1

I am trying to use urlparse.urljoin within a Scrapy spider to compile a list of urls to scrape. Currently, my spider is returning nothing, but not throwing any errors. So I am trying to check that I am compiling the urls corectly.

My attempt was to test this in idle using str.join, as below:

>>> href = ['lphs.asp?id=598&city=london',
 'lphs.asp?id=480&city=london',
 'lphs.asp?id=1808&city=london',
 'lphs.asp?id=1662&city=london',
 'lphs.asp?id=502&city=london',]
>>> for x in href:
    base = "http:/www.url-base.com/destination/"
    final_url = str.join(base, x)
    print(final_url)

A one line of what that returns:

lhttp:/www.url-base.com/destination/phttp:/www.url-base.com/destination/hhttp:/www.url-base.com/destination/shttp:/www.url-base.com/destination/.http:/www.url-base.com/destination/ahttp:/www.url-base.com/destination/shttp:/www.url-base.com/destination/phttp:/www.url-base.com/destination/?http:/www.url-base.com/destination/ihttp:/www.url-base.com/destination/dhttp:/www.url-base.com/destination/=http:/www.url-base.com/destination/5http:/www.url-base.com/destination/9http:/www.url-base.com/destination/8http:/www.url-base.com/destination/&http:/www.url-base.com/destination/chttp:/www.url-base.com/destination/ihttp:/www.url-base.com/destination/thttp:/www.url-base.com/destination/yhttp:/www.url-base.com/destination/=http:/www.url-base.com/destination/lhttp:/www.url-base.com/destination/ohttp:/www.url-base.com/destination/nhttp:/www.url-base.com/destination/dhttp:/www.url-base.com/destination/ohttp:/www.url-base.com/destination/n

I think that from my example it is obvious that str.join does not behave in the same way - if it does then there this is why my spider is not following these links! - however, it would be good to have confirmation on that.

If this is not the right way to test, how can I test this process?

Update Attempt using urlparse.urljoin below: from urllib.parse import urlparse

    >>> from urllib.parse import urlparse
    >>> for x in href:
        base = "http:/www.url-base.com/destination/"
        final_url = urlparse.urljoin(base, x)
        print(final_url)

Which is throwing AttributeError: 'function' object has no attribute 'urljoin'

Update - the spider function in question

def parse_links(self, response): 
    room_links = response.xpath('//form/table/tr/td/table//a[div]/@href').extract() # insert xpath which contains the href for the rooms 
    for link in room_links:
        base_url = "http://www.example.com/followthrough"
        final_url = urlparse.urljoin(base_url, link)
        print(final_url)
        # This is not joing the final_url right
        yield Request(final_url, callback=parse_links)

Update

I just tested again in idle:

>>> from urllib.parse import urljoin
>>> from urllib import parse
>>> room_links = ['lphs.asp?id=562&city=london',
 'lphs.asp?id=1706&city=london',
 'lphs.asp?id=1826&city=london',
 'lphs.asp?id=541&city=london',
 'lphs.asp?id=1672&city=london',
 'lphs.asp?id=509&city=london',
 'lphs.asp?id=428&city=london',
 'lphs.asp?id=614&city=london',
 'lphs.asp?id=336&city=london',
 'lphs.asp?id=412&city=london',
 'lphs.asp?id=611&city=london',]
>>> for link in room_links:
    base_url = "http:/www.url-base.com/destination/"
    final_url = urlparse.urljoin(base_url, link)
    print(final_url)

Which threw this:

Traceback (most recent call last):
  File "<pyshell#34>", line 3, in <module>
    final_url = urlparse.urljoin(base_url, link)
AttributeError: 'function' object has no attribute 'urljoin'
Maverick
  • 789
  • 4
  • 24
  • 45
  • If your `room_links` is showing okay things and `base_url` is set correctly, then that should be fine... How about the rest of your spider... Is `parse_links` being called correctly and does it really need to yield a callback with itself?
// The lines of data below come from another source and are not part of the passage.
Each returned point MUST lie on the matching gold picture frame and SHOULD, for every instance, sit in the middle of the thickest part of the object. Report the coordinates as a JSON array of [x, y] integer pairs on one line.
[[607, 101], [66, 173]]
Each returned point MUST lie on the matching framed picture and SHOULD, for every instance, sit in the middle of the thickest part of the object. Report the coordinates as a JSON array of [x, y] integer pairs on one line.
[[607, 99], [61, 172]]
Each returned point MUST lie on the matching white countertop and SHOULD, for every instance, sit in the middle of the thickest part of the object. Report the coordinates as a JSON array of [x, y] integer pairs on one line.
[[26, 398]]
If anything - if it starts crawling, it looks like it'll just keep crawling and yield no data anyway. Do you have a `start_requests` or `start_urls` defined for instance? – Jon Clements Oct 18 '17 at 14:07
  • @JonClements The base url is set correctly, if I take it and append the relative href manually it works. I'm using `start_urls`rather than `start_requests`. But, I don't think that the function is working correctly - see the update for what happens when I run it in idle? – Maverick Oct 19 '17 at 10:01

1 Answers1

1

You see the output given because of this:

for x in href:
    base = "http:/www.url-base.com/destination/"
    final_url = str.join(base, href)   # <-- 'x' instead of 'href' probably intended here
    print(final_url)

urljoin from the urllib library behaves differently, just see the documentation. It's not simple string concatenation.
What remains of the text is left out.